Dried and delicious
Dried and delicious
The decline of Mughlai food (the real McCoy that is, not the upstart version you get in restaurants) started because of the richness of its ingredients and the intricacy of the preparations. Bengali widows’ food is on its way out because society is becoming less and less traditional. Many of India’s micro-cuisines are in danger of extinction because they are too tedious; plus all the old cooks have died and everyone’s eating lighter anyway. But a section of Kashmir’s cuisine is going the way of the dodo because a road has now become all-weather.
It sounds as if dried vegetables were a diet of deprivation, but Kashmiris have a way with food: give them a sheep and they’ll give you a 20-course wazwan. So, cooked dried vegetables (hokh syun in Kashmiri) morphed into a feast.

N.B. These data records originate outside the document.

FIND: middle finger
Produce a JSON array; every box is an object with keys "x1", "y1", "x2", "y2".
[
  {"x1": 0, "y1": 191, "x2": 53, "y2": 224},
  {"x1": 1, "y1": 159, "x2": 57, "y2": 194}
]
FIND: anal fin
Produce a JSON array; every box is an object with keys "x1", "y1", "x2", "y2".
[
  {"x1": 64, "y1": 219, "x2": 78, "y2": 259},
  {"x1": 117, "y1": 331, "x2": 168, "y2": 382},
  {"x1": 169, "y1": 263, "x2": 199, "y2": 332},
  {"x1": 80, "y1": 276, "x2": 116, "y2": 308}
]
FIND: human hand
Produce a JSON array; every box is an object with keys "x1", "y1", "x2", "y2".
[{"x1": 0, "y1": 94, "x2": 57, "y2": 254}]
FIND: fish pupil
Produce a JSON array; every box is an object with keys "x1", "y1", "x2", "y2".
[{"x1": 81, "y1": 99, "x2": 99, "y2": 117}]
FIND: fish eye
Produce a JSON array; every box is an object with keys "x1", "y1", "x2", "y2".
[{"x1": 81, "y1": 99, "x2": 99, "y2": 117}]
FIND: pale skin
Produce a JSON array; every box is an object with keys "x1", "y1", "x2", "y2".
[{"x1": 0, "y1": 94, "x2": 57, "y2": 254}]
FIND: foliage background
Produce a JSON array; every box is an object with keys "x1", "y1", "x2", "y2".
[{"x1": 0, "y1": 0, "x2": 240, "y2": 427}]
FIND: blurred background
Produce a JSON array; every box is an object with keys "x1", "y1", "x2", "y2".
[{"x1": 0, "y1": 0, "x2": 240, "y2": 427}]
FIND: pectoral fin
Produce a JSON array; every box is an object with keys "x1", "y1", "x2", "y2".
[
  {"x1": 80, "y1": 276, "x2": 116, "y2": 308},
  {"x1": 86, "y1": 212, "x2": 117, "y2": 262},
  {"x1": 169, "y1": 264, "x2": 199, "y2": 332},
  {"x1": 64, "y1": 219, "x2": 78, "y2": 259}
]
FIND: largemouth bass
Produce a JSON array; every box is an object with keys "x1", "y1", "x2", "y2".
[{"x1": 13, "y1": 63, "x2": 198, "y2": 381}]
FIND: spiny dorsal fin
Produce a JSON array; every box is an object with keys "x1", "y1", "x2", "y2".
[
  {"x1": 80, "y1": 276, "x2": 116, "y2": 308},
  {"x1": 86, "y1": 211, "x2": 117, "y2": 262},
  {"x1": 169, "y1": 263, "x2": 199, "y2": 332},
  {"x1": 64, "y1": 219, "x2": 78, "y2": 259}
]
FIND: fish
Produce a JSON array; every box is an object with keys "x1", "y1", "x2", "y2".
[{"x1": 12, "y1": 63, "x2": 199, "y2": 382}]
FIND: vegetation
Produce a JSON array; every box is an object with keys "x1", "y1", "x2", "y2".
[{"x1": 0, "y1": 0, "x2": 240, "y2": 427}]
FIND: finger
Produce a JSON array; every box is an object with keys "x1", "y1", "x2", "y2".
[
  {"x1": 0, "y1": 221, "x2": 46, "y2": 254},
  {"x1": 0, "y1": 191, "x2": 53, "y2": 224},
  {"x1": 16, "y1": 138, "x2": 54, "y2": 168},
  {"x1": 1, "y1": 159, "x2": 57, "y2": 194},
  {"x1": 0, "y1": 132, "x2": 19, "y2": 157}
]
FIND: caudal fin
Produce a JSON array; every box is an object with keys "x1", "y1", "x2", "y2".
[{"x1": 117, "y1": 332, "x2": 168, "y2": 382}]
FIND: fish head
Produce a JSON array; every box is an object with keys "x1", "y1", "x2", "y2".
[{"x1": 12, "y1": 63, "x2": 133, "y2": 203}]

Italian sun-dried tomatoes are sold in the rest of the world at a hefty premium precisely because drying out the water content of the vegetable increases the intensity of the flavour and does interesting things to the texture.
In the seventeen-and-a-half years that I have been married (my husband is from the valley and my in-laws live there round the year), winters have become less severe—to the extent that quite often there’s no snow at all in Srinagar. That, in turn, means that National Highway 1A, that leads from Srinagar to Jammu— the route for all supplies to reach the valley—is easier to maintain. When the road is blocked for four days every five years due to snowfall, it hardly calls for the level of self-sufficiency that was the norm until 30 years ago.
About five years ago, shops in the city started selling dried vegetables, and the writing was on the wall. Today, even in our family of dried vegetable junkies, hardly a kilogramme or two of turnips is dried. And in autumn, my mother-in-law no longer excitedly comments on the aubergines drying in the vicinity, because nobody really bothers.
Zumroo Tool with Dal
Serves 4
Ingredients:
4 eggs, hard boiled and shelled
250g chana or whole green moong dal
1 onion, sliced finely
1 heaped tsp turmeric
1 black cardamom
½ tsp powdered saunf (aniseed)
4 tbsp oil—mustard or refined
Method:
Fry the boiled eggs with a pinch of turmeric in a deep frying pan till the whites become golden brown partly because of the frying and partly because of the turmeric. Next, pick either chana or whole green moong dal: This is a cuisine for lean times, so ingredients are somewhat variable. If using whole moong dal, soak for a few hours. Pressure cook till done: one whistle on high fire and then 7 or 15 minutes on low flame (depending on the dal), so that the texture of the lentil remains, but barely so. Temper the onion, turmeric, black cardamom and saunf in mustard oil (for complete authenticity). First add the tempering to the dal and cook, stirring vigorously, then add the eggs and finish on a low flame for a few minutes. Serve with rice.